You'd slot this into the current API as comparableVersion in NavigatorUABrandVersion, comparableUAFullVersion in UADataValues, maybe vn= parameters in the header UA brand lists, and maybe a vn= parameter on top of the sh-string that Sec-CH-UA-Full-Version has.

[erik-anderson]

This feels related to #196 as well.

It's a bit different. Windows apps hit this problematic pattern all the time as well of writing version checks that don't fully consider all of the permutations they need to handle correctly between version components (e.g. 6.1 < 7.0 though many developers may do something like "if version.minor >= 1", see it working, and assuming it's right. What Windows eventually moved to was APIs that allow checking if a release is a specific version or higher.

If we think Windows' solution makes sense, I suppose we could extend that model to UA Client Hints, e.g. by defining a response header that could include a brand and full version list as an input (e.g. Accept-CH-UA-Compatible-Input: "Chromium"; v="90.0.100.5", "Awesome Browser"; v="5.1.2.4530") and cause the browser to send a Sec-CH-UA-Compatible: ?1 request header on subsequent requests depending on if it matched any of the list of conditions.

You could also have a dedicated JS API that takes a similar list and also returns a boolean value.

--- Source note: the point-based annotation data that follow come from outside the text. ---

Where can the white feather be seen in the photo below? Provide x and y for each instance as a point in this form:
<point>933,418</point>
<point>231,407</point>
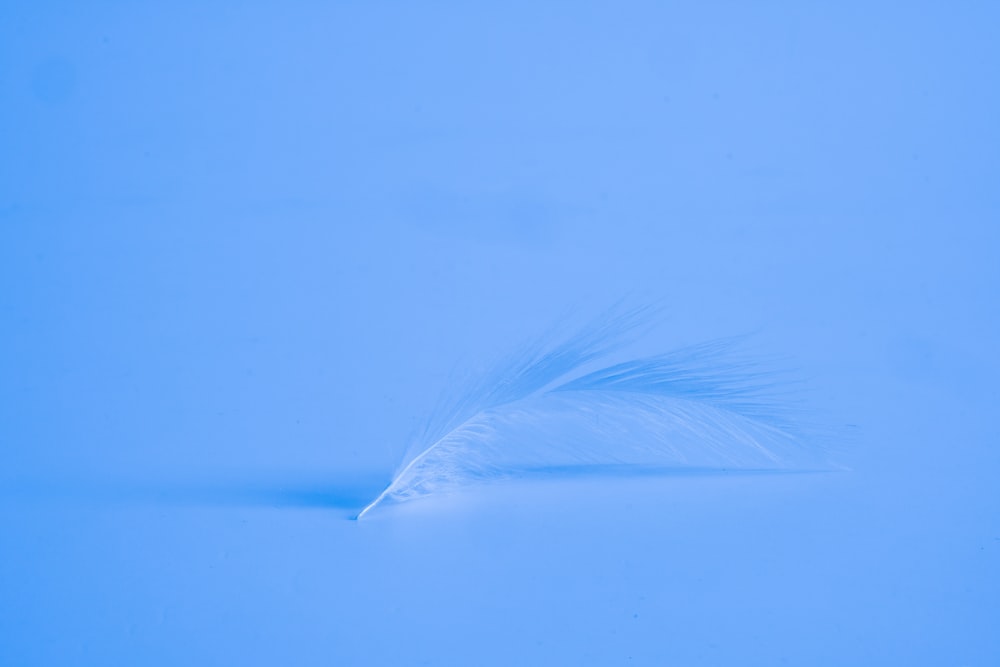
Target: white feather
<point>543,413</point>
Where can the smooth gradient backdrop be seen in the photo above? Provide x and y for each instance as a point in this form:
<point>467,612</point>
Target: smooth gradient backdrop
<point>245,246</point>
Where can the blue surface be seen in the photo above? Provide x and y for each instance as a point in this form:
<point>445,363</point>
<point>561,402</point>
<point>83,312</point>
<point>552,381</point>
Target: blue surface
<point>243,248</point>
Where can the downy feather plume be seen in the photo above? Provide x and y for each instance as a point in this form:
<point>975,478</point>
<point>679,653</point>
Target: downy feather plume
<point>555,410</point>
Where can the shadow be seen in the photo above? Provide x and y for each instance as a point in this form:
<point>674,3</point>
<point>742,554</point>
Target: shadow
<point>347,492</point>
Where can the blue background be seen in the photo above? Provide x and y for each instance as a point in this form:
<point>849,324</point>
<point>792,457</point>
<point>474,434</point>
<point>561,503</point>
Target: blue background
<point>244,246</point>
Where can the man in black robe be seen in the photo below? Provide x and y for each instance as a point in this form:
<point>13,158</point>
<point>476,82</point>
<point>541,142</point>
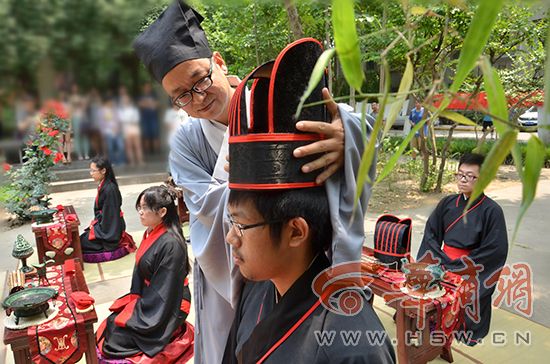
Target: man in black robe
<point>473,244</point>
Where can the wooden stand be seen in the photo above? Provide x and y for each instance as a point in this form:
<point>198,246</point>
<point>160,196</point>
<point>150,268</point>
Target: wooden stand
<point>417,349</point>
<point>19,340</point>
<point>41,237</point>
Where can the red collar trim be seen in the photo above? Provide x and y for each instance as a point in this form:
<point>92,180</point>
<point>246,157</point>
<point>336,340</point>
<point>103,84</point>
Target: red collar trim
<point>98,189</point>
<point>148,240</point>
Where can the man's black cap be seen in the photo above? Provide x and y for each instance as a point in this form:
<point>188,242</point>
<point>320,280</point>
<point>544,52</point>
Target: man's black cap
<point>176,36</point>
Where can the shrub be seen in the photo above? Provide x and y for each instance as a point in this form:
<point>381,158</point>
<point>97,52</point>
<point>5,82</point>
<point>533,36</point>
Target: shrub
<point>28,184</point>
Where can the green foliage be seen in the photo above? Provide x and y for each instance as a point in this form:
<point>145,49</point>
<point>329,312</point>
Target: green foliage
<point>458,147</point>
<point>249,33</point>
<point>89,41</point>
<point>28,184</point>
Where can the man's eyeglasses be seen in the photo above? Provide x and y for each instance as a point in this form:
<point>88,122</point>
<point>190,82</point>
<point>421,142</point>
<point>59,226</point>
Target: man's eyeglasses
<point>466,177</point>
<point>242,227</point>
<point>199,87</point>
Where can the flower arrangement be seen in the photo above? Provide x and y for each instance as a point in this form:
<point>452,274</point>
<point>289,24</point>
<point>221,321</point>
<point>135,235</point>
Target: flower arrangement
<point>27,188</point>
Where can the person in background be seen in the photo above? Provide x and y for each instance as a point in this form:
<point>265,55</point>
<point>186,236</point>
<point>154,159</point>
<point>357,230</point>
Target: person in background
<point>77,105</point>
<point>148,325</point>
<point>150,129</point>
<point>451,236</point>
<point>105,232</point>
<point>128,115</point>
<point>111,129</point>
<point>93,115</point>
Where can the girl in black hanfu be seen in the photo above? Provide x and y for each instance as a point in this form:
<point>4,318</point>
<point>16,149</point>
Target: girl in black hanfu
<point>148,324</point>
<point>106,232</point>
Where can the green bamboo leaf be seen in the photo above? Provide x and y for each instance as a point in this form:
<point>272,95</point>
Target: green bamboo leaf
<point>404,87</point>
<point>476,39</point>
<point>368,155</point>
<point>495,96</point>
<point>316,75</point>
<point>534,161</point>
<point>545,125</point>
<point>494,159</point>
<point>395,157</point>
<point>347,42</point>
<point>516,154</point>
<point>457,118</point>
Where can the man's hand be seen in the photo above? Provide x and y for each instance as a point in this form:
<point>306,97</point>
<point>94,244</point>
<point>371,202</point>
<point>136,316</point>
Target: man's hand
<point>332,146</point>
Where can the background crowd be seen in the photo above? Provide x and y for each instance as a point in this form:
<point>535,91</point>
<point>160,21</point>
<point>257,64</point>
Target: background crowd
<point>122,126</point>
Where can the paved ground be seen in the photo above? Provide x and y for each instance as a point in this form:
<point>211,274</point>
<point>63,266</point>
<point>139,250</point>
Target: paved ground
<point>110,280</point>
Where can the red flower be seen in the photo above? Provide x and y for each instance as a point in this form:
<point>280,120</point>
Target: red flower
<point>58,157</point>
<point>54,107</point>
<point>46,150</point>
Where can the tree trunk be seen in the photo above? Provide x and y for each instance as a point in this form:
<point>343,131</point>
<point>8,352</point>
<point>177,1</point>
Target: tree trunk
<point>444,158</point>
<point>294,19</point>
<point>45,77</point>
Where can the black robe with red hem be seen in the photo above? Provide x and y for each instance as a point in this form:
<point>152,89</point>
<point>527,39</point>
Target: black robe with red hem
<point>260,322</point>
<point>482,235</point>
<point>108,225</point>
<point>146,319</point>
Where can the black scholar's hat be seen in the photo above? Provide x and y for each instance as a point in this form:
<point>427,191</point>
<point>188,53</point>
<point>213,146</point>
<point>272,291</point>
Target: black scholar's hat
<point>261,142</point>
<point>176,36</point>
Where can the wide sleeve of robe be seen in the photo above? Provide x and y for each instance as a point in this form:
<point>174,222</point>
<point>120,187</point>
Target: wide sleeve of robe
<point>348,227</point>
<point>108,225</point>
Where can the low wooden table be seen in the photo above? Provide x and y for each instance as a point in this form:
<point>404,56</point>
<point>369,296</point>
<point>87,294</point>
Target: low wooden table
<point>40,234</point>
<point>19,340</point>
<point>419,350</point>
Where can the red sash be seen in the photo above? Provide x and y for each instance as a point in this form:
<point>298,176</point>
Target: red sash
<point>291,330</point>
<point>455,253</point>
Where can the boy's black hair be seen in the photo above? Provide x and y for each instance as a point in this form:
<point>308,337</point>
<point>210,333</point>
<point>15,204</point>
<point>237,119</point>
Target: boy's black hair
<point>283,205</point>
<point>471,159</point>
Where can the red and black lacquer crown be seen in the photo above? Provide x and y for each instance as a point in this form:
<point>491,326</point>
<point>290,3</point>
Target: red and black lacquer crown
<point>262,139</point>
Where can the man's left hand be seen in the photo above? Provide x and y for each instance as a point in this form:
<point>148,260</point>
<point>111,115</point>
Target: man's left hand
<point>332,146</point>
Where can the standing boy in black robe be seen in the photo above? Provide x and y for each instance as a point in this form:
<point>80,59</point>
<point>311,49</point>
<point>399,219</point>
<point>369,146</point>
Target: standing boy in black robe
<point>473,244</point>
<point>280,228</point>
<point>278,240</point>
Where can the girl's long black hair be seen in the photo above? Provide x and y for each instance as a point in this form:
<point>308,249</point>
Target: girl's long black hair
<point>156,198</point>
<point>104,163</point>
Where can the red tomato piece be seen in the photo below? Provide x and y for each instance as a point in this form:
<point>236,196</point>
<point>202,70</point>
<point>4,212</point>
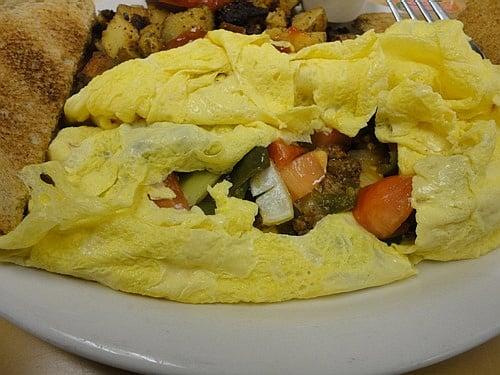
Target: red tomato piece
<point>304,173</point>
<point>329,139</point>
<point>282,153</point>
<point>212,4</point>
<point>180,201</point>
<point>186,37</point>
<point>382,207</point>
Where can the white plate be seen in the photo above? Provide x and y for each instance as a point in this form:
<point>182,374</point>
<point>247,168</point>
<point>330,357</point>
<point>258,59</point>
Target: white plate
<point>447,309</point>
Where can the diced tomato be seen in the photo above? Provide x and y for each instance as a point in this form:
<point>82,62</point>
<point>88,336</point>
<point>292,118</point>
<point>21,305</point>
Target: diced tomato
<point>180,201</point>
<point>304,173</point>
<point>212,4</point>
<point>382,207</point>
<point>329,139</point>
<point>282,153</point>
<point>186,37</point>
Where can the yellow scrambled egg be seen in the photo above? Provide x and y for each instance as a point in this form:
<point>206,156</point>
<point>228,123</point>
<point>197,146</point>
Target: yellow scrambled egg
<point>205,105</point>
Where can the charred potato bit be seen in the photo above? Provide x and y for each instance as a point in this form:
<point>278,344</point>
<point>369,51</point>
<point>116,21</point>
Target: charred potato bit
<point>287,5</point>
<point>194,18</point>
<point>233,28</point>
<point>150,40</point>
<point>299,39</point>
<point>120,39</point>
<point>269,4</point>
<point>243,13</point>
<point>311,20</point>
<point>276,19</point>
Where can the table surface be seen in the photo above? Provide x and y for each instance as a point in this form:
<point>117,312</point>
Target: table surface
<point>22,353</point>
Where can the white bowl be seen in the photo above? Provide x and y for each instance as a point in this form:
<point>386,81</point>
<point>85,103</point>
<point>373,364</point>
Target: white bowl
<point>338,10</point>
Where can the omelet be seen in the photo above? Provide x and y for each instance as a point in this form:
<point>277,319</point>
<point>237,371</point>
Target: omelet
<point>204,106</point>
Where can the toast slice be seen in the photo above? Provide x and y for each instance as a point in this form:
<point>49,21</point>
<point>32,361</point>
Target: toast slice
<point>42,43</point>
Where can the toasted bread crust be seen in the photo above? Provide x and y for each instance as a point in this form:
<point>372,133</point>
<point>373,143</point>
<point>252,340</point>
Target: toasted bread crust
<point>41,45</point>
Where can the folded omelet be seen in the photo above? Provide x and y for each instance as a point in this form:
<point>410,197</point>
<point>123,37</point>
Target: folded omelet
<point>205,105</point>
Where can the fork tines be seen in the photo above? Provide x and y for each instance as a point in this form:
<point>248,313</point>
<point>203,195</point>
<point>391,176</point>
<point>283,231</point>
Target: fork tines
<point>437,9</point>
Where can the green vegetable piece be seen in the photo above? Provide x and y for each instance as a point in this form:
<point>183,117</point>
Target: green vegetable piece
<point>241,191</point>
<point>194,185</point>
<point>252,163</point>
<point>322,204</point>
<point>207,205</point>
<point>390,168</point>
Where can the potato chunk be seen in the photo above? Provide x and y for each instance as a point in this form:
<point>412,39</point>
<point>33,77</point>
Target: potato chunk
<point>287,5</point>
<point>120,39</point>
<point>276,19</point>
<point>298,39</point>
<point>311,20</point>
<point>127,11</point>
<point>150,40</point>
<point>157,15</point>
<point>194,18</point>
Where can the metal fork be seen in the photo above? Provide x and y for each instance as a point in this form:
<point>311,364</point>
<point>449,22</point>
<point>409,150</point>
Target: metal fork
<point>436,7</point>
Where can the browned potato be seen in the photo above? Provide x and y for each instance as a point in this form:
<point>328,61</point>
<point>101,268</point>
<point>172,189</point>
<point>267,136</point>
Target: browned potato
<point>127,11</point>
<point>175,24</point>
<point>299,39</point>
<point>156,14</point>
<point>150,40</point>
<point>276,19</point>
<point>311,20</point>
<point>263,3</point>
<point>120,39</point>
<point>287,5</point>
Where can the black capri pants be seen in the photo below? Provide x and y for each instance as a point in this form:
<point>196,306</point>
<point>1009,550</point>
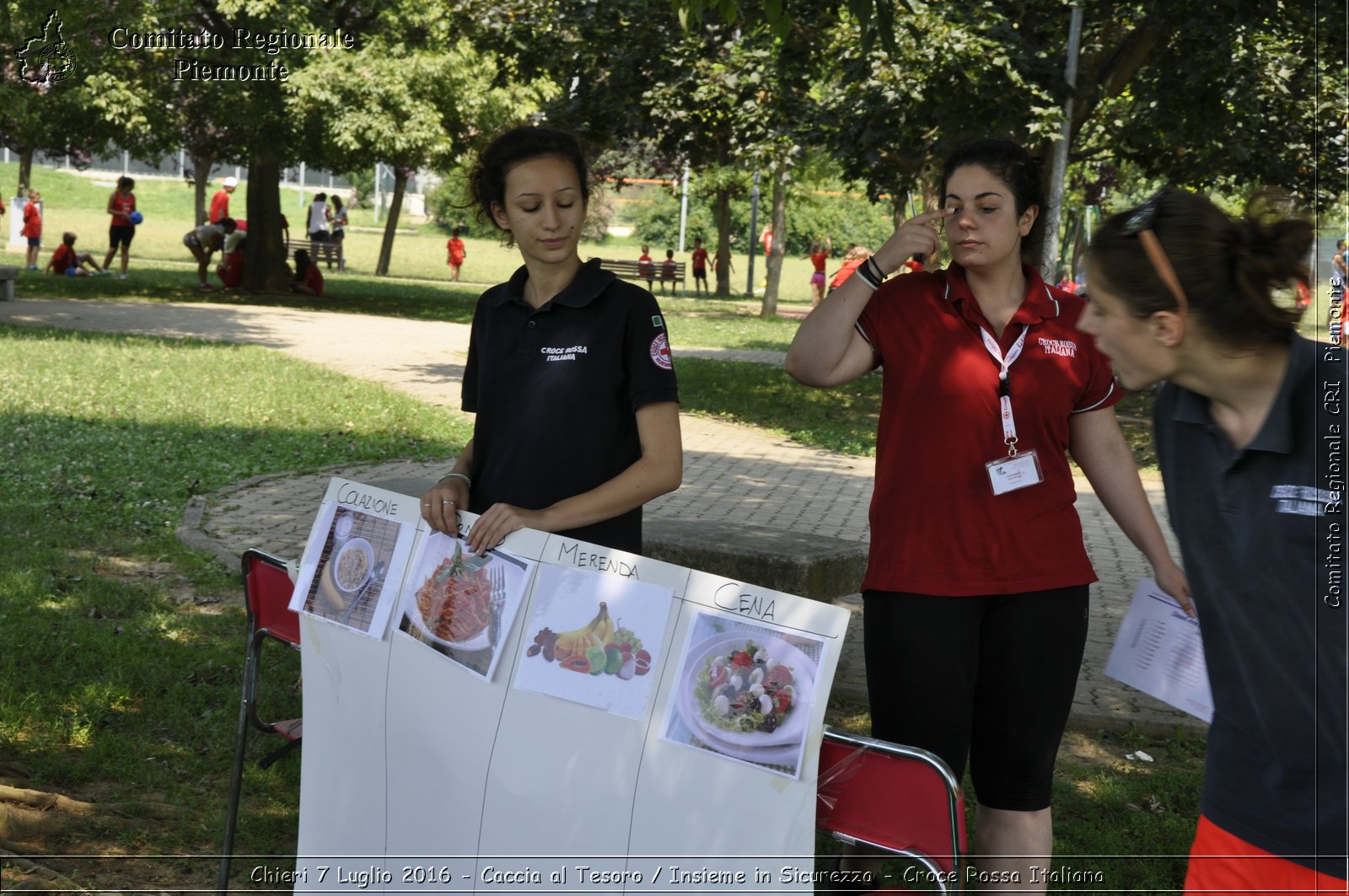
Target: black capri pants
<point>989,678</point>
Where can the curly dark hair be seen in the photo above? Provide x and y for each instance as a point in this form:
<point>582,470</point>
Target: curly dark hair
<point>487,179</point>
<point>1228,269</point>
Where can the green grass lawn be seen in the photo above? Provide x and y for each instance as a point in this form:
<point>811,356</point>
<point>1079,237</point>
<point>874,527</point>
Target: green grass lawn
<point>78,202</point>
<point>121,664</point>
<point>119,682</point>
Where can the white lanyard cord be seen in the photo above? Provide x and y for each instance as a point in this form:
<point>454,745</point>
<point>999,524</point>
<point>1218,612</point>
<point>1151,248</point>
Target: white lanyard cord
<point>1004,386</point>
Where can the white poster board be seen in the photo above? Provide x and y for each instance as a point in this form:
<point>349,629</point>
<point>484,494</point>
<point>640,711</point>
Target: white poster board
<point>418,776</point>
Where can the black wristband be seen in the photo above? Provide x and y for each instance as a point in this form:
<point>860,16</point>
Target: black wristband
<point>867,276</point>
<point>876,269</point>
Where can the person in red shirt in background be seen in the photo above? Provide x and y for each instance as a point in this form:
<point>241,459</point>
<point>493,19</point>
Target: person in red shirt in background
<point>65,260</point>
<point>853,255</point>
<point>645,269</point>
<point>220,201</point>
<point>820,258</point>
<point>308,278</point>
<point>699,267</point>
<point>121,206</point>
<point>455,247</point>
<point>33,227</point>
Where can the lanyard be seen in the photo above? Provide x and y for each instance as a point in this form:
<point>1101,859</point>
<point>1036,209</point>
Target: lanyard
<point>1004,388</point>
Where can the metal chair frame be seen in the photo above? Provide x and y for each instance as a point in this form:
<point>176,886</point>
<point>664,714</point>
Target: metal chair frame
<point>267,590</point>
<point>867,770</point>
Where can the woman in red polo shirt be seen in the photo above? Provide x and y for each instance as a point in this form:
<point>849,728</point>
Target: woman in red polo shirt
<point>975,591</point>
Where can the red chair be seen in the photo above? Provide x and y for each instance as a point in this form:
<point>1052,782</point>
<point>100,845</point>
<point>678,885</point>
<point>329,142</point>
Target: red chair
<point>894,799</point>
<point>267,588</point>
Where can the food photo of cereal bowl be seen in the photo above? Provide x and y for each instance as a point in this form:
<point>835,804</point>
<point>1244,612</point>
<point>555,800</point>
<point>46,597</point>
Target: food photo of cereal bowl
<point>347,571</point>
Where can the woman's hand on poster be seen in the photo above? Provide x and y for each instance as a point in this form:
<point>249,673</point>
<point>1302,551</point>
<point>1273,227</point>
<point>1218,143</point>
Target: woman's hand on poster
<point>443,502</point>
<point>499,521</point>
<point>914,236</point>
<point>1171,579</point>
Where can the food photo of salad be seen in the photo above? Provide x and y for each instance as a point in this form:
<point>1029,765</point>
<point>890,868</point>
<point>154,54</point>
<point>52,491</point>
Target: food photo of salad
<point>746,689</point>
<point>745,693</point>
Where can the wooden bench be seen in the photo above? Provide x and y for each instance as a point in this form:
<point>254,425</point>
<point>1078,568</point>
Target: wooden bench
<point>8,274</point>
<point>653,273</point>
<point>319,251</point>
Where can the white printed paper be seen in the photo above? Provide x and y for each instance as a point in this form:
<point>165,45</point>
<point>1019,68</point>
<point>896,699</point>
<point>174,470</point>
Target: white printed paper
<point>1159,652</point>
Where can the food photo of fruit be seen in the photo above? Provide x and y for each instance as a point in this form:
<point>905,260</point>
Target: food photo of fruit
<point>600,647</point>
<point>605,628</point>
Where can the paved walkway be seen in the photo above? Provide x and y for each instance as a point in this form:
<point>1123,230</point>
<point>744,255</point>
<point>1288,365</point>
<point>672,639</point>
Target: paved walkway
<point>732,474</point>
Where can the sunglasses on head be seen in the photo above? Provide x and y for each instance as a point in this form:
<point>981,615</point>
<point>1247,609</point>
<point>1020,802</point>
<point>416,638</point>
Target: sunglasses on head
<point>1140,224</point>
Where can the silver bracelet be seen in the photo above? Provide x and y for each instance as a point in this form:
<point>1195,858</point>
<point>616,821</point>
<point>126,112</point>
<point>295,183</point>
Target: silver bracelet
<point>456,475</point>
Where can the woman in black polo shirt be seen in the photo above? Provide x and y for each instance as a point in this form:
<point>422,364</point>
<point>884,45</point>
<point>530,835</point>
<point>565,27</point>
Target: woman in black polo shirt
<point>568,370</point>
<point>1250,428</point>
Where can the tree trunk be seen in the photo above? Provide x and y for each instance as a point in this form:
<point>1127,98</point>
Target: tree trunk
<point>265,254</point>
<point>202,166</point>
<point>775,260</point>
<point>24,172</point>
<point>723,242</point>
<point>395,207</point>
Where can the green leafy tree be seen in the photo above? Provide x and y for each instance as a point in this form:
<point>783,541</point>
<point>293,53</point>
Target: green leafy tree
<point>54,108</point>
<point>411,107</point>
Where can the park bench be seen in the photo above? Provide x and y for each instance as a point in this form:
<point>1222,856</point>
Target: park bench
<point>632,269</point>
<point>319,251</point>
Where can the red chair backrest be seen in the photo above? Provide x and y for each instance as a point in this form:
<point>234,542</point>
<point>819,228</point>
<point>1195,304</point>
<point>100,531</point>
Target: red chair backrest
<point>895,797</point>
<point>267,588</point>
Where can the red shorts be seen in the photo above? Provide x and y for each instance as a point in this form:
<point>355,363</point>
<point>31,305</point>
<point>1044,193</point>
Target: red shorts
<point>1223,864</point>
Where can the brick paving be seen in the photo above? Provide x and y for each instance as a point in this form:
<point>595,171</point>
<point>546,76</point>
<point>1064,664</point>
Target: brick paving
<point>733,474</point>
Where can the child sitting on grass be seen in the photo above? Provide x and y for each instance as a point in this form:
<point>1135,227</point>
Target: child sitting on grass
<point>65,260</point>
<point>308,278</point>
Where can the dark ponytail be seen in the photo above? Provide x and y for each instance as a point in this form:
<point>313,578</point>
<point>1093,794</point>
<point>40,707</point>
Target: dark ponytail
<point>1228,269</point>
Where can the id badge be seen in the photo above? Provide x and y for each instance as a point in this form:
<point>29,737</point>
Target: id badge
<point>1009,474</point>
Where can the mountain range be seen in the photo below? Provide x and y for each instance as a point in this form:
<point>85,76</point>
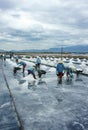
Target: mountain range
<point>76,49</point>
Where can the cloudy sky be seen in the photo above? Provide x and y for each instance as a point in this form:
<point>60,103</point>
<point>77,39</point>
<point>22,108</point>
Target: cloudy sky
<point>43,24</point>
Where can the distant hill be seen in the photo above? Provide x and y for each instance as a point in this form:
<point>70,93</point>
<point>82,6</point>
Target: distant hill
<point>76,49</point>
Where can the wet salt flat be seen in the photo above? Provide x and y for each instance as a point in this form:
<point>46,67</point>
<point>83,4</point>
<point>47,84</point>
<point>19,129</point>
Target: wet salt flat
<point>43,104</point>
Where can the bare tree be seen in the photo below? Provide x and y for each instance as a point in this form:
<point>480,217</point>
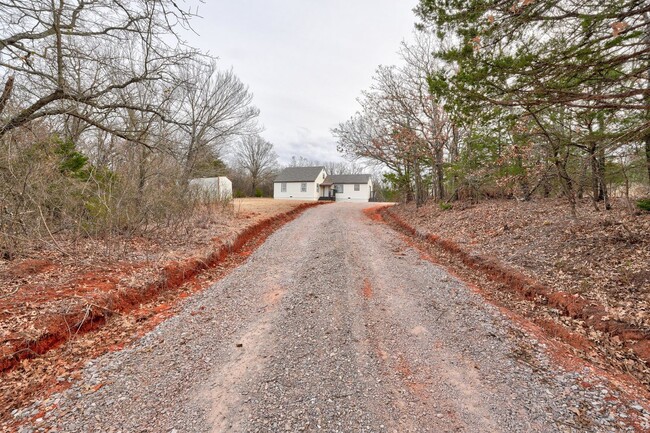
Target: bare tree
<point>215,107</point>
<point>257,157</point>
<point>73,58</point>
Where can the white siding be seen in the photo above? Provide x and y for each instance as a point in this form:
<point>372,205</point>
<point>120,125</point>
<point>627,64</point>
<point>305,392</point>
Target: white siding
<point>349,194</point>
<point>214,187</point>
<point>293,189</point>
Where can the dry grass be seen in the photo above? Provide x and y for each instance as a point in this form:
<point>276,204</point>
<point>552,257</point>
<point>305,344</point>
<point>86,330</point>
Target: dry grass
<point>50,286</point>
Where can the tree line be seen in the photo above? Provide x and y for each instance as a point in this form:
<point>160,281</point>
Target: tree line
<point>105,113</point>
<point>513,99</point>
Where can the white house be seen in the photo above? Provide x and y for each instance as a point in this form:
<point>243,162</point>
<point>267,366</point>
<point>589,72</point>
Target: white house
<point>299,183</point>
<point>348,187</point>
<point>214,188</point>
<point>313,183</point>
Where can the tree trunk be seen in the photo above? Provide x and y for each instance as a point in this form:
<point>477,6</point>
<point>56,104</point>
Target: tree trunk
<point>595,176</point>
<point>440,174</point>
<point>566,182</point>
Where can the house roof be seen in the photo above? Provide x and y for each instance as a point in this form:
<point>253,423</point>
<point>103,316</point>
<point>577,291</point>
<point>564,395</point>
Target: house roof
<point>299,174</point>
<point>346,178</point>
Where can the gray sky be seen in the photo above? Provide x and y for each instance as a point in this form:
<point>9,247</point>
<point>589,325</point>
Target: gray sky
<point>305,60</point>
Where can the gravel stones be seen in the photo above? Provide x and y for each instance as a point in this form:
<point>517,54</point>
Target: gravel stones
<point>294,340</point>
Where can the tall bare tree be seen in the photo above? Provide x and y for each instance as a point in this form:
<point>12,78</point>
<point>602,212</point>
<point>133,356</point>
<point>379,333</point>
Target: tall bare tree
<point>257,157</point>
<point>215,108</point>
<point>73,58</point>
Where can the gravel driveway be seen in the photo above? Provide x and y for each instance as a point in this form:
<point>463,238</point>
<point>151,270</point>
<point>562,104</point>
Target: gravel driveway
<point>336,325</point>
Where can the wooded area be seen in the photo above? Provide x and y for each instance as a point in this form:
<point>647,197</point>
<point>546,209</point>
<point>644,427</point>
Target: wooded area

This is somewhat similar to issue #54 where I wanted to explore more significant ways of discouraging sites from "rusting shut" on browser checks, but this doesn't carry the ongoing cost on site devs.

Browser version should keep its current meaning, as an opaque string that incorporates a variety of concerns like marketing and displaying to users and sending diagnostics and so on.

Unfortunately the version info isn't particularly opaque with sites deriving meaning from it in the variety of ways you call out, including things like analytics and marketing checks. Ideally we'd have a more clearly lit path than two similar surfaces that may not be clear to a site developer about which to choose or why, but I understand the desire to easily pump a similar looking version string into existing systems.

A decimal representation as Jeffrey calls out may be a reasonable way (if my more opaque query approach I just outlined doesn't seem promising), though it will carry all of the same challenges I outlined in issue #196.

[miketaylr]

What's the risk of changing the type from DOMString / sf-string to decimal, instead of adding new version properties? I wonder if adding new stuff just increases the risk of making more mistakes (but I could be wrong).

Existing code (which there shouldn't be much of using UA-CH APIs) should just work*, and not suffer from the problematic string comparison down below... my understanding of https://tc39.es/ecma262/#sec-abstract-relational-comparison is that when comparing a number and a string, the string is converted to a number (or undefined).

Some imaginary code assuming brand is 89:

> brand.version < "9" // here it's a number
false

> brand.version < "9"  // here it's a string
true

(*famous last words)

[domenic]

On the JavaScript side, changing to a number is relatively safe as you point out. A potential strangeness is that floating-point precision is not the best match for some browser versions, e.g. Chrome full version 91.0.4446.3 might be tranlsated to 91.044463 which will really be represented as 91.0444629999999932579157757572829723358154296875 to JavaScript (so, e.g., fullVersion === 91.04446299999999 will also be true, since 91.04446299999999 === 91.044463).

On the headers side, it likely depends on what server-side processing is doing. E.g. the equivalent of

parse_as_sh_string(headers->get("sec-ch-ua-full-version"));

might fail in some way (e.g. returning a null value or throwing an exception) if the format switches from string to decimal.